The Directive stipulates how assistance should be co-ordinated between the EU countries. The citizens’ EU home country will always be consulted by the country from whom the citizen is seeking help and can, at any time, decide to take care of its own citizens, even when it has no embassy or consulate in the country concerned (for instance by providing information over the phone, contacting family or friends, or by way of online consular services). 

The Directive also makes clear that a citizen seeking help from an embassy may be redirected to another one that will be better placed to assist. This is because EU countries present in the country can agree locally on who should take care of whom in order to ensure efficient protection for EU citizens. Information about such arrangements will have to be made public. Citizens will also be able to turn to the EU Delegation there to get general information about such agreements or about the assistance they could be entitled to.

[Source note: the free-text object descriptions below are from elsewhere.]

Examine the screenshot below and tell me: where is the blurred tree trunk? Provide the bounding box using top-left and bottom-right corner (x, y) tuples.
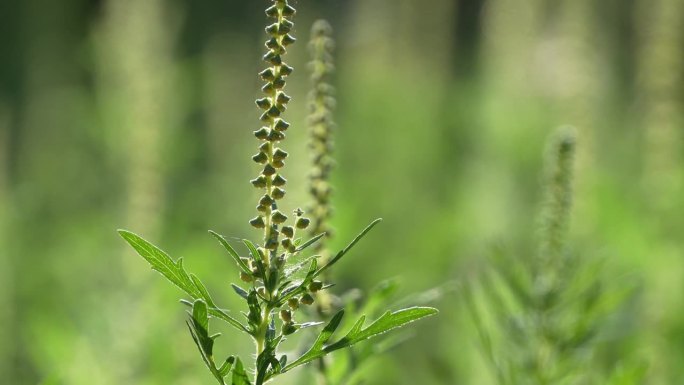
(635, 0), (684, 214)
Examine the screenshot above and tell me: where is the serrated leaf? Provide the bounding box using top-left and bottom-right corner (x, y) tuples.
(209, 230), (252, 274)
(282, 310), (345, 371)
(315, 219), (382, 278)
(118, 230), (201, 299)
(284, 306), (437, 372)
(232, 357), (251, 385)
(119, 230), (248, 334)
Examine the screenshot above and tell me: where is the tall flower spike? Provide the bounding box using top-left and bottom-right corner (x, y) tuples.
(538, 125), (576, 265)
(307, 20), (336, 258)
(307, 20), (336, 315)
(251, 0), (298, 257)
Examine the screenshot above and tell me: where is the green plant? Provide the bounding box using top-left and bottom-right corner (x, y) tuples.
(464, 127), (640, 385)
(307, 19), (337, 317)
(301, 21), (448, 385)
(117, 2), (437, 384)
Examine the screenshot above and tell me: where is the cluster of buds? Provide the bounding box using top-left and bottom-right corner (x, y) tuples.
(307, 20), (337, 256)
(279, 279), (324, 335)
(249, 0), (310, 257)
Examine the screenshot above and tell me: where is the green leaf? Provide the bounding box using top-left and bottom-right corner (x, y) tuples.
(231, 357), (252, 385)
(242, 239), (267, 284)
(191, 273), (217, 308)
(187, 299), (226, 385)
(192, 299), (210, 334)
(284, 306), (437, 372)
(295, 232), (326, 252)
(285, 310), (345, 370)
(315, 219), (382, 278)
(119, 230), (248, 333)
(209, 308), (250, 334)
(231, 283), (249, 300)
(209, 230), (252, 274)
(218, 356), (235, 378)
(118, 230), (201, 299)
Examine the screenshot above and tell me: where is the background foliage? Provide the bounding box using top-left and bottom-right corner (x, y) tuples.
(1, 0), (683, 384)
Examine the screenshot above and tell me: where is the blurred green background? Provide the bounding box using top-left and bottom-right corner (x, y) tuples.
(1, 0), (683, 384)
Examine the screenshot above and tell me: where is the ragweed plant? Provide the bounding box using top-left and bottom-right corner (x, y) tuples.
(118, 2), (437, 385)
(464, 127), (639, 385)
(307, 19), (337, 316)
(301, 21), (449, 385)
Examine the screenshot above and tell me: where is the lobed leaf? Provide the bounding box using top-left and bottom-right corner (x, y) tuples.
(118, 230), (202, 298)
(119, 230), (248, 333)
(283, 306), (437, 372)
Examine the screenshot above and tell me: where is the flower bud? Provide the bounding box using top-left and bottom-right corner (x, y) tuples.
(272, 174), (287, 186)
(295, 217), (311, 229)
(288, 298), (299, 310)
(273, 119), (290, 132)
(240, 271), (253, 283)
(308, 280), (323, 292)
(257, 286), (267, 298)
(264, 51), (282, 66)
(252, 152), (268, 164)
(263, 164), (277, 176)
(251, 176), (267, 188)
(279, 309), (292, 322)
(272, 187), (286, 200)
(272, 148), (288, 161)
(259, 194), (274, 207)
(276, 92), (291, 105)
(272, 159), (285, 168)
(260, 111), (273, 123)
(272, 77), (286, 89)
(259, 68), (276, 82)
(265, 5), (279, 18)
(267, 130), (285, 142)
(262, 82), (276, 94)
(281, 237), (293, 250)
(282, 322), (297, 335)
(271, 210), (288, 224)
(265, 37), (280, 50)
(279, 65), (294, 77)
(281, 226), (294, 238)
(255, 97), (271, 109)
(279, 19), (294, 34)
(265, 23), (279, 36)
(282, 34), (296, 46)
(254, 127), (270, 139)
(282, 5), (296, 17)
(249, 216), (266, 229)
(301, 293), (314, 305)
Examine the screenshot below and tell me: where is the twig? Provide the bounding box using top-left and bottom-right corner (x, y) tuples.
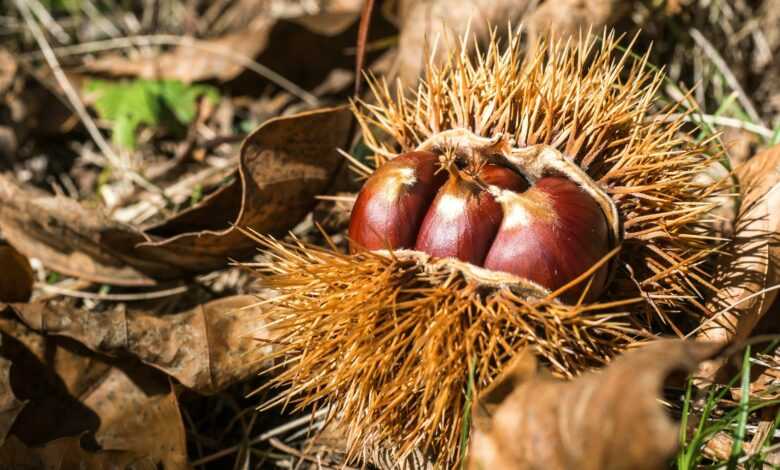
(190, 408), (331, 467)
(657, 113), (774, 139)
(690, 28), (766, 128)
(35, 283), (189, 301)
(14, 0), (165, 197)
(81, 0), (123, 38)
(268, 438), (358, 470)
(27, 0), (70, 44)
(20, 34), (320, 106)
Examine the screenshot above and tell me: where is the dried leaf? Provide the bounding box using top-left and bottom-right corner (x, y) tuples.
(290, 0), (363, 36)
(396, 0), (535, 86)
(0, 357), (25, 446)
(525, 0), (634, 45)
(699, 144), (780, 344)
(469, 341), (721, 470)
(7, 295), (274, 394)
(0, 435), (155, 470)
(0, 106), (352, 285)
(85, 16), (274, 83)
(0, 177), (163, 286)
(138, 105), (353, 273)
(395, 0), (635, 86)
(0, 244), (33, 303)
(84, 0), (362, 84)
(0, 306), (187, 468)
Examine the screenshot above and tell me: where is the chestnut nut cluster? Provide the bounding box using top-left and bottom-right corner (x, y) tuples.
(348, 143), (615, 303)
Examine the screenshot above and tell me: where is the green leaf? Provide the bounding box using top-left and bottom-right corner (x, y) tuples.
(84, 79), (219, 150)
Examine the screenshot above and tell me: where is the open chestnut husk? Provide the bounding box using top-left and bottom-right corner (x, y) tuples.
(252, 30), (724, 467)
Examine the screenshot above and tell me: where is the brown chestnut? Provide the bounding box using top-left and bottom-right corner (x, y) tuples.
(483, 176), (610, 302)
(414, 175), (503, 266)
(348, 151), (446, 251)
(348, 153), (611, 302)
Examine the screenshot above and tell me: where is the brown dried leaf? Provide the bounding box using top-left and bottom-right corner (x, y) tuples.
(699, 144), (780, 344)
(0, 106), (352, 285)
(0, 244), (33, 303)
(396, 0), (535, 86)
(395, 0), (636, 86)
(290, 0), (363, 36)
(525, 0), (634, 45)
(138, 105), (352, 273)
(469, 341), (721, 470)
(0, 435), (155, 470)
(0, 306), (187, 468)
(0, 357), (25, 447)
(85, 16), (274, 83)
(7, 295), (273, 394)
(0, 176), (164, 286)
(84, 0), (362, 83)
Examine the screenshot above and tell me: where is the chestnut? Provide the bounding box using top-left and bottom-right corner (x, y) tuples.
(348, 153), (612, 302)
(483, 176), (610, 302)
(348, 151), (446, 251)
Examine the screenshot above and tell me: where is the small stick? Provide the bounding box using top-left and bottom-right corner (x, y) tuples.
(35, 283), (189, 301)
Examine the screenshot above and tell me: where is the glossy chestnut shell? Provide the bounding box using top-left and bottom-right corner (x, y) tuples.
(348, 150), (612, 303)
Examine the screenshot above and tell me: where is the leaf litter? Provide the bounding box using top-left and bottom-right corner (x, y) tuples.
(0, 0), (779, 468)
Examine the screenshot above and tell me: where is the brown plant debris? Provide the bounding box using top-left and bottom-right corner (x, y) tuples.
(252, 29), (725, 466)
(468, 340), (721, 470)
(6, 295), (274, 394)
(699, 144), (780, 345)
(84, 16), (276, 84)
(395, 0), (536, 86)
(0, 356), (25, 447)
(0, 435), (156, 470)
(0, 106), (352, 286)
(525, 0), (634, 45)
(0, 243), (33, 303)
(0, 305), (187, 468)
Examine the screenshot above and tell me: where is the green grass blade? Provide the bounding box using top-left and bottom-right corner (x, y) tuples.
(727, 346), (752, 469)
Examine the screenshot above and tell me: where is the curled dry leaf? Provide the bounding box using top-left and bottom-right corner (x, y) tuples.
(0, 244), (33, 303)
(0, 106), (352, 285)
(699, 144), (780, 345)
(0, 435), (155, 470)
(7, 295), (273, 395)
(469, 341), (721, 470)
(0, 306), (187, 468)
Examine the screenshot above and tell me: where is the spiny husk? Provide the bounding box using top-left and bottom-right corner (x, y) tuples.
(253, 29), (725, 467)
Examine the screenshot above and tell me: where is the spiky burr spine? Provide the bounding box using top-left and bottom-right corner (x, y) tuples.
(253, 28), (725, 467)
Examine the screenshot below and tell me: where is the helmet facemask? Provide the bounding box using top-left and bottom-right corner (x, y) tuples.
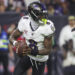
(37, 11), (48, 25)
(28, 2), (48, 25)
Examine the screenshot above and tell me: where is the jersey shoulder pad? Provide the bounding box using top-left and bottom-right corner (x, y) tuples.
(22, 15), (29, 19)
(17, 16), (29, 32)
(47, 20), (55, 33)
(42, 20), (55, 37)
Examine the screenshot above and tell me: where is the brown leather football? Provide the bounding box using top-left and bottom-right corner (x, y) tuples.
(17, 41), (29, 57)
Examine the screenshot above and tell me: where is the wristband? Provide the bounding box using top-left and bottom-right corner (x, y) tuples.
(13, 41), (17, 46)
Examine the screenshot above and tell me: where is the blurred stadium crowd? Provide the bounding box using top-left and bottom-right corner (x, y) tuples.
(0, 0), (75, 15)
(0, 0), (75, 75)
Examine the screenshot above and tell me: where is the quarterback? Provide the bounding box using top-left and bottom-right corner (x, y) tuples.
(9, 2), (55, 75)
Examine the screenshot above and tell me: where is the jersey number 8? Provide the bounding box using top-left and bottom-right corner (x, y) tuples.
(29, 39), (38, 50)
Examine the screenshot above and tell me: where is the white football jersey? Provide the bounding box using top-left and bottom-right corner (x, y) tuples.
(59, 25), (75, 50)
(17, 15), (55, 62)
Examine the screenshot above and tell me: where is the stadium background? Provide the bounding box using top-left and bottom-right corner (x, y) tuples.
(0, 0), (75, 75)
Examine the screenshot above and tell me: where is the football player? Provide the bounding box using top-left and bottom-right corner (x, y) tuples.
(9, 2), (55, 75)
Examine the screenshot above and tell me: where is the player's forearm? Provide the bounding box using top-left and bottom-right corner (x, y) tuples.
(9, 33), (16, 44)
(9, 34), (17, 45)
(38, 36), (52, 55)
(29, 46), (52, 56)
(8, 43), (14, 53)
(9, 29), (22, 45)
(38, 48), (52, 55)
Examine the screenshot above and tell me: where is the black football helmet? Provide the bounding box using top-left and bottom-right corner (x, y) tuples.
(28, 2), (48, 25)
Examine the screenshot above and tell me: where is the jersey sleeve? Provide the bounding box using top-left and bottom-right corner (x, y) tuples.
(17, 17), (25, 32)
(49, 22), (55, 35)
(43, 21), (55, 37)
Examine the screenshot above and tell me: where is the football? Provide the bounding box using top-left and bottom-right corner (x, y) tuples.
(17, 41), (29, 57)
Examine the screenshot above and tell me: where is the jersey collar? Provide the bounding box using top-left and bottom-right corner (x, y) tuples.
(30, 22), (39, 31)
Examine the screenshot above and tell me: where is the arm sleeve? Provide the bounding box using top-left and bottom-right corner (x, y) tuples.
(17, 17), (24, 32)
(46, 22), (55, 37)
(50, 22), (55, 34)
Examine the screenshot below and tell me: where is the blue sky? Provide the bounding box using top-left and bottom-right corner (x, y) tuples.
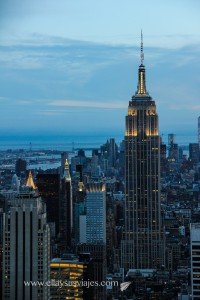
(0, 0), (200, 141)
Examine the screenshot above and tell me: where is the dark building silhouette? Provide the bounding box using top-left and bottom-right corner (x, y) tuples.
(77, 244), (107, 300)
(59, 159), (73, 250)
(36, 173), (60, 234)
(61, 152), (68, 176)
(15, 158), (27, 177)
(189, 143), (200, 163)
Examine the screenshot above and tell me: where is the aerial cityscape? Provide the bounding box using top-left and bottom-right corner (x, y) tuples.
(0, 1), (200, 300)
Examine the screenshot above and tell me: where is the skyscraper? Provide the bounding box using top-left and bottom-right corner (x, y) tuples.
(3, 178), (50, 299)
(122, 32), (164, 270)
(77, 183), (107, 300)
(189, 143), (200, 164)
(198, 116), (200, 148)
(190, 223), (200, 299)
(15, 158), (27, 177)
(59, 159), (73, 249)
(85, 183), (106, 244)
(36, 173), (60, 235)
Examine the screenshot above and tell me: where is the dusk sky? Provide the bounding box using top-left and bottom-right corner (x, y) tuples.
(0, 0), (200, 142)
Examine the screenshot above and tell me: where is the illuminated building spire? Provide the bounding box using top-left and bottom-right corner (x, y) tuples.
(136, 30), (148, 96)
(63, 159), (71, 181)
(26, 170), (37, 190)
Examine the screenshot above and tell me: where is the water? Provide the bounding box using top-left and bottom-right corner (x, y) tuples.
(0, 134), (197, 151)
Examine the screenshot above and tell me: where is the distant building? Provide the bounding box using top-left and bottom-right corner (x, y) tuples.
(168, 134), (179, 162)
(3, 178), (50, 299)
(168, 133), (176, 145)
(59, 159), (73, 249)
(15, 158), (27, 177)
(11, 174), (20, 192)
(109, 138), (118, 168)
(198, 116), (200, 148)
(189, 143), (200, 164)
(190, 223), (200, 299)
(169, 143), (179, 162)
(60, 152), (68, 176)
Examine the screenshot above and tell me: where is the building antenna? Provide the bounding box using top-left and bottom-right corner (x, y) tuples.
(141, 30), (144, 65)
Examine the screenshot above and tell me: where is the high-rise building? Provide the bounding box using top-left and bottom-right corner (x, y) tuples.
(190, 223), (200, 299)
(0, 195), (5, 300)
(15, 158), (27, 177)
(59, 159), (73, 249)
(36, 173), (60, 235)
(77, 183), (107, 300)
(2, 178), (50, 299)
(168, 134), (179, 162)
(168, 133), (176, 146)
(85, 183), (106, 244)
(60, 152), (68, 176)
(198, 116), (200, 148)
(73, 165), (86, 245)
(50, 256), (94, 300)
(77, 244), (107, 300)
(122, 33), (164, 270)
(189, 143), (200, 164)
(109, 138), (118, 168)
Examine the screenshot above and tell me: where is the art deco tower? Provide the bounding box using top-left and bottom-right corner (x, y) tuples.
(122, 33), (164, 270)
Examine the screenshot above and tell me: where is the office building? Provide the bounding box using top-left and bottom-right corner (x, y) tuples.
(59, 159), (73, 249)
(189, 143), (200, 164)
(190, 223), (200, 299)
(122, 33), (164, 270)
(198, 116), (200, 148)
(3, 181), (50, 299)
(15, 159), (27, 177)
(36, 173), (60, 234)
(85, 183), (106, 244)
(50, 256), (93, 300)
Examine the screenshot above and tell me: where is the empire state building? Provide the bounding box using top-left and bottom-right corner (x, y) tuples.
(122, 33), (164, 270)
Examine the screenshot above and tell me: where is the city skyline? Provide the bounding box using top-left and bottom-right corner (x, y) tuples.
(1, 2), (200, 299)
(0, 0), (200, 138)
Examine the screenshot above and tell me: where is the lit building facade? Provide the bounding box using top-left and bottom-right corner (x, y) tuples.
(122, 33), (164, 270)
(3, 184), (50, 299)
(50, 257), (91, 300)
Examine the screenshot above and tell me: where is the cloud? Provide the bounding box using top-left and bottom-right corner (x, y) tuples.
(169, 104), (200, 111)
(48, 99), (126, 109)
(0, 35), (199, 136)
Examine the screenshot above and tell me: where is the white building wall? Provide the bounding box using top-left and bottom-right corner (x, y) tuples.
(86, 185), (106, 244)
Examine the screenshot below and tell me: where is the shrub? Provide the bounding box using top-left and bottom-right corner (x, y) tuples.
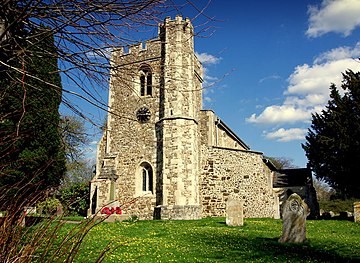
(59, 182), (89, 216)
(37, 198), (62, 215)
(319, 198), (360, 213)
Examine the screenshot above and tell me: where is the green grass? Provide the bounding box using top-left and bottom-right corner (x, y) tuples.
(59, 218), (360, 262)
(60, 215), (86, 221)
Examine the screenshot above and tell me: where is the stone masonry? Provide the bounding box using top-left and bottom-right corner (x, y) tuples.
(89, 16), (278, 220)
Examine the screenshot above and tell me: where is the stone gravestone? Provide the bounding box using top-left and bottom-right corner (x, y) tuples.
(354, 202), (360, 222)
(226, 199), (244, 226)
(279, 193), (309, 243)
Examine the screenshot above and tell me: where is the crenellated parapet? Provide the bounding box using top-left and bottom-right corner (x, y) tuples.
(110, 39), (162, 69)
(113, 38), (161, 57)
(109, 15), (198, 72)
(162, 15), (194, 33)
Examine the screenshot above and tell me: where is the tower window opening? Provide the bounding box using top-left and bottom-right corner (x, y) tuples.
(141, 163), (153, 192)
(139, 65), (152, 96)
(140, 75), (145, 96)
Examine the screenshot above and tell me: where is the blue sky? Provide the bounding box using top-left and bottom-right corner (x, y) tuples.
(188, 0), (360, 167)
(61, 0), (360, 167)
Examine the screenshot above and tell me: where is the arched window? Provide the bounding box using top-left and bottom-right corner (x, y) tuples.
(139, 65), (152, 96)
(141, 162), (153, 193)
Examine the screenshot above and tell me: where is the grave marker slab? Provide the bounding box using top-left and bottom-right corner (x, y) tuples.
(226, 199), (244, 226)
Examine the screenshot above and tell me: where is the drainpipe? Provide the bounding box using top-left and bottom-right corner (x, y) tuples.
(215, 117), (220, 146)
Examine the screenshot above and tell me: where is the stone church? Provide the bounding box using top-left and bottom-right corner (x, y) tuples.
(89, 16), (280, 220)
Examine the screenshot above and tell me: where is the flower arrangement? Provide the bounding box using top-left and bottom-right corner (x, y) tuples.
(100, 207), (122, 215)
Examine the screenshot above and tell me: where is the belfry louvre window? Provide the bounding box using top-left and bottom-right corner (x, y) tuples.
(141, 163), (153, 192)
(139, 65), (152, 96)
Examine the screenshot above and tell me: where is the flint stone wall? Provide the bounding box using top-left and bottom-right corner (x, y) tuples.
(200, 146), (276, 218)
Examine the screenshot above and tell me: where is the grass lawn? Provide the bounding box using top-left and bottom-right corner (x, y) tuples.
(60, 217), (359, 262)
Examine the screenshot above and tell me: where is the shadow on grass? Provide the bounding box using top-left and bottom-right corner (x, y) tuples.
(190, 230), (359, 262)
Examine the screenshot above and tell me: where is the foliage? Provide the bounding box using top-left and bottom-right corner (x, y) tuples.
(63, 161), (94, 188)
(59, 217), (360, 262)
(37, 198), (62, 215)
(0, 26), (66, 209)
(302, 70), (360, 199)
(319, 198), (360, 213)
(264, 156), (297, 170)
(60, 115), (94, 187)
(59, 182), (90, 217)
(312, 178), (335, 201)
(60, 115), (90, 162)
(0, 207), (107, 263)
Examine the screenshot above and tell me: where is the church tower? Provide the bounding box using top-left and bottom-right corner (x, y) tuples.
(90, 16), (203, 220)
(156, 16), (203, 219)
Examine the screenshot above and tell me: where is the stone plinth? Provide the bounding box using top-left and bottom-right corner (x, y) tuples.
(354, 202), (360, 222)
(226, 199), (244, 226)
(279, 193), (309, 243)
(155, 205), (201, 220)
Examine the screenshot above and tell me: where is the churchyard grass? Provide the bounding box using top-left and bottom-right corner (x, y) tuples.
(58, 217), (360, 262)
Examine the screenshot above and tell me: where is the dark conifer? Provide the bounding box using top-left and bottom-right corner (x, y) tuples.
(302, 70), (360, 199)
(0, 26), (66, 208)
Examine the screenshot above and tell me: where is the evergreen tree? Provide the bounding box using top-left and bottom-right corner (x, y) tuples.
(302, 70), (360, 199)
(0, 27), (66, 207)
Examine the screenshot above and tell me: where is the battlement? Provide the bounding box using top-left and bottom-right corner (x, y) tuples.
(163, 15), (192, 26)
(112, 38), (161, 57)
(162, 15), (193, 34)
(111, 15), (193, 59)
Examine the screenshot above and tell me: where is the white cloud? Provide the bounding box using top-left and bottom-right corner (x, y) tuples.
(306, 0), (360, 37)
(314, 42), (360, 63)
(246, 105), (310, 125)
(259, 75), (281, 84)
(195, 52), (221, 65)
(265, 128), (308, 142)
(203, 96), (213, 103)
(196, 52), (222, 106)
(247, 42), (360, 141)
(285, 59), (358, 95)
(284, 94), (327, 108)
(86, 47), (112, 60)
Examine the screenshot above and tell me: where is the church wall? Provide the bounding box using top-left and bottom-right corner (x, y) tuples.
(200, 146), (276, 218)
(199, 110), (247, 150)
(216, 125), (246, 150)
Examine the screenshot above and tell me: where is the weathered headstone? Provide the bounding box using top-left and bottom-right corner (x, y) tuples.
(279, 193), (309, 243)
(354, 202), (360, 223)
(273, 195), (280, 219)
(226, 199), (244, 226)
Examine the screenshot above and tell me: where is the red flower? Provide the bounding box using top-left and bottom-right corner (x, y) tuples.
(101, 206), (122, 215)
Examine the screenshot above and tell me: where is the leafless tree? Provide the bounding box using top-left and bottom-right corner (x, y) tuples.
(0, 2), (215, 261)
(0, 0), (214, 124)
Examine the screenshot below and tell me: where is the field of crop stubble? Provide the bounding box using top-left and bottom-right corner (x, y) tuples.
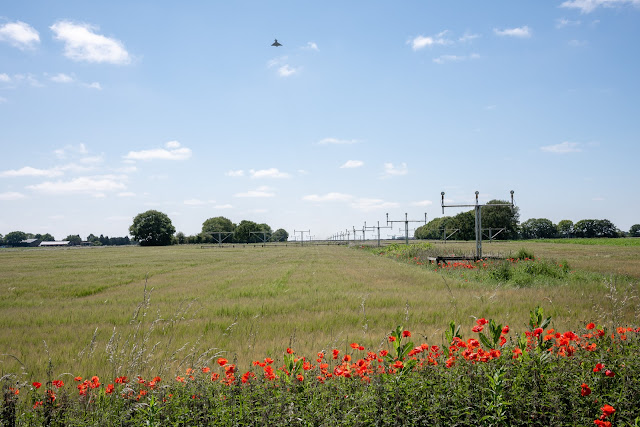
(1, 240), (638, 380)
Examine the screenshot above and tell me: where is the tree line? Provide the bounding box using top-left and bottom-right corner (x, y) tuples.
(414, 200), (639, 240)
(0, 231), (131, 247)
(128, 210), (289, 246)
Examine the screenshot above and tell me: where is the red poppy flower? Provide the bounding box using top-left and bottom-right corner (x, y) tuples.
(586, 322), (595, 330)
(593, 421), (611, 427)
(533, 327), (544, 337)
(393, 361), (404, 369)
(217, 358), (228, 366)
(52, 380), (64, 388)
(472, 325), (484, 333)
(388, 336), (396, 342)
(580, 383), (591, 396)
(502, 325), (509, 334)
(476, 318), (488, 326)
(296, 374), (304, 382)
(593, 363), (604, 372)
(32, 382), (42, 389)
(604, 370), (615, 377)
(286, 348), (294, 354)
(379, 350), (388, 357)
(600, 404), (615, 417)
(402, 330), (411, 338)
(350, 343), (359, 349)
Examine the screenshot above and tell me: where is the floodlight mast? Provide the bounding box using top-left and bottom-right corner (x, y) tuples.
(293, 229), (310, 246)
(386, 212), (428, 245)
(441, 190), (515, 260)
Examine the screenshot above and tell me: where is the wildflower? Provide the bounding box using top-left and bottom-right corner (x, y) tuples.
(600, 404), (615, 418)
(52, 380), (64, 388)
(593, 363), (604, 373)
(296, 374), (304, 382)
(586, 322), (595, 330)
(393, 360), (404, 369)
(502, 325), (509, 334)
(593, 421), (611, 427)
(74, 376), (82, 382)
(33, 401), (43, 409)
(332, 349), (340, 359)
(533, 327), (544, 337)
(512, 348), (523, 359)
(115, 376), (129, 384)
(580, 383), (591, 396)
(350, 343), (359, 349)
(402, 330), (411, 337)
(604, 370), (615, 377)
(379, 350), (389, 357)
(217, 357), (228, 367)
(105, 384), (114, 394)
(176, 376), (185, 383)
(32, 382), (42, 389)
(286, 348), (294, 354)
(476, 318), (489, 326)
(472, 325), (484, 333)
(343, 354), (352, 362)
(202, 367), (210, 373)
(389, 336), (396, 342)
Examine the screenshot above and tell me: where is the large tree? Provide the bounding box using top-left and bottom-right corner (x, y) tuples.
(630, 224), (640, 238)
(5, 231), (27, 246)
(234, 220), (261, 243)
(202, 216), (235, 234)
(557, 220), (574, 238)
(481, 200), (520, 240)
(65, 234), (82, 245)
(520, 218), (557, 239)
(129, 210), (176, 246)
(271, 228), (289, 242)
(574, 219), (619, 238)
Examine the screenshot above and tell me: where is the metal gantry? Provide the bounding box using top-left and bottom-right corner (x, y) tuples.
(208, 232), (234, 247)
(386, 212), (428, 245)
(293, 229), (310, 246)
(364, 221), (392, 247)
(441, 190), (514, 260)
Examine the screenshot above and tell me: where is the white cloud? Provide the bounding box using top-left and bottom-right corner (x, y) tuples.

The Directive also foresees specific rules to guarantee that unrepresented citizens are duly taken into account and fully assisted in crisis situations, where a clear division of responsibilities and coordination are of paramount importance.

Another key aspect of this Directive is to make clear who should pay for what. The Directive clarifies that if the assistance provided implies certain costs or fees, the unrepresented EU citizens will not have to pay more than the citizens of the EU country that assists them. Citizens who are not able to pay these costs immediately will be asked to sign a form by which they undertake to repay those costs to their own authorities, if requested to do so.